А дальше происходит невероятное – в этот Образ вливаются не только судьбы умерших, но и – судьбы выживших. Он становится намоленным! Подобно иконе.
Задумайтесь, скольким людям Зоя дала отвагу, терпение в тяготах, силы выстоять среди ада войны!? Это же миллионы людей. Это – живое чудо, свершившееся. Так действовал её Образ.
Надо сказать, что поэты того времени прекрасно понимали, сколь важны эти новые Образы для людей. Ведь других-то тогда и не было, пустовали красные углы. А опора в беде была необходима. Да и сам народ принимал их, этих новых святых, никто не приказывал вешать их портреты в избах, а сами люди, по всей стране…
Но Образ, при всем своём могуществе, сам – уязвим. Если народ не будет его оберегать.
Как можно разрушить? Очень просто, даже врать не обязательно. Достаточно показать мелкую неприглядную правду. А она есть за каждым великим человеком. Потому что он – человек.

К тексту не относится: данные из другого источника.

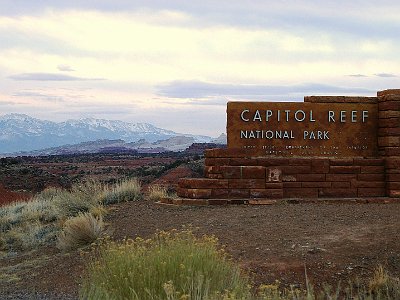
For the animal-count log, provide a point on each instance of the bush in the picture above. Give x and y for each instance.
(171, 265)
(82, 198)
(25, 225)
(126, 190)
(384, 286)
(157, 192)
(80, 231)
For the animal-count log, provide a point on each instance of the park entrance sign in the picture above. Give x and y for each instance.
(328, 147)
(303, 129)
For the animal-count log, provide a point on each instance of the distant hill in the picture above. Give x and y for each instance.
(177, 143)
(19, 132)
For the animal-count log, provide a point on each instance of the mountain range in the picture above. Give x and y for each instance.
(22, 133)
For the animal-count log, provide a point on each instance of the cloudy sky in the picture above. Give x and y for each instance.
(175, 64)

Неужели все святые были в жизни так красивы, как на иконах?
И так ли во всём святы? Ведь тоже люди были…
Так почему же их пишут по канону? А потому, что знают, что такое Образ. Канон сберегает Образ, выявляя главное, а не житейский мусор.
Я сознательно отказываюсь разбираться, была ли больна Космодемьянская. Потому что поступок её абсолютно осознанный. Она выполняла задание, была схвачена, под пытками никого не выдала (немецкий офицер записал, что вела она себя – как маленькая героиня своего народа!) На эшафоте Зоя не молчала, а говорила вдохновенно, остро, бесстрашно. Речь её прервали, только убив её. Задушили.
Перед нами - подвиг, он реален. Для меня тут нет вопросов.
Кривотолки вообще никогда не должны становиться темой для всеобщего обсуждения. Мы же в ответе за то, что говорим людям. За то, что сделают наши слова с их душами. И чем больше людей нас слышат, тем выше ответственность.
Можно возразить, сказать, что умному человеку такие пересуды не заслонят суть героики. Да. Цельный, зрелый человек отметет подобную шелуху. А если мы молодое поколение будем растить на том, что святые - не святы, панфиловцы – не двадцать восемь, а Космодемьянская – больная? Если начнём не с великого, а с мусора?
Тогда-то мы и разрушим одну из опор, выбьем её из-под народа.
Кстати, самые простые люди, когда подобное совершается, затрудняются объяснить, почему нельзя. Но говорят коротко и точно: «Не трогайте, это – святое.» Суть видят.
А подобное разрушение, выбивание опор совершалось десятилетия. Да, это было в перестройку. Тогда взялись дружно за «развенчание мифов», так это называлось. Суду подвергли всё. Лишь ленивый не пинал. И полетели столпы. И страна потеряла цель, превратилась в «Демьяна, не помнящего родства». Как нас не захватили тогда, диву даюсь! Такой момент упустили. Слава Богу.
Удивительно, но Маргарита Алигер предвидела этот «суд» гораздо раньше, в начале восьмидесятых, и достойно вставала лицом навстречу ему.
Нет, не вперед... Обратно! В те буруны,
водовороты, зарева из тьмы,
туда, где так неповторимо юны,
так яростно отважны были мы.
Так небогаты, так незнамениты,
так безотчетно незащищены,
так ко всему готовы, так открыты
для славы, для тюрьмы и для войны.
Все может быть. Все — жизнь. Ах, что-то будет?!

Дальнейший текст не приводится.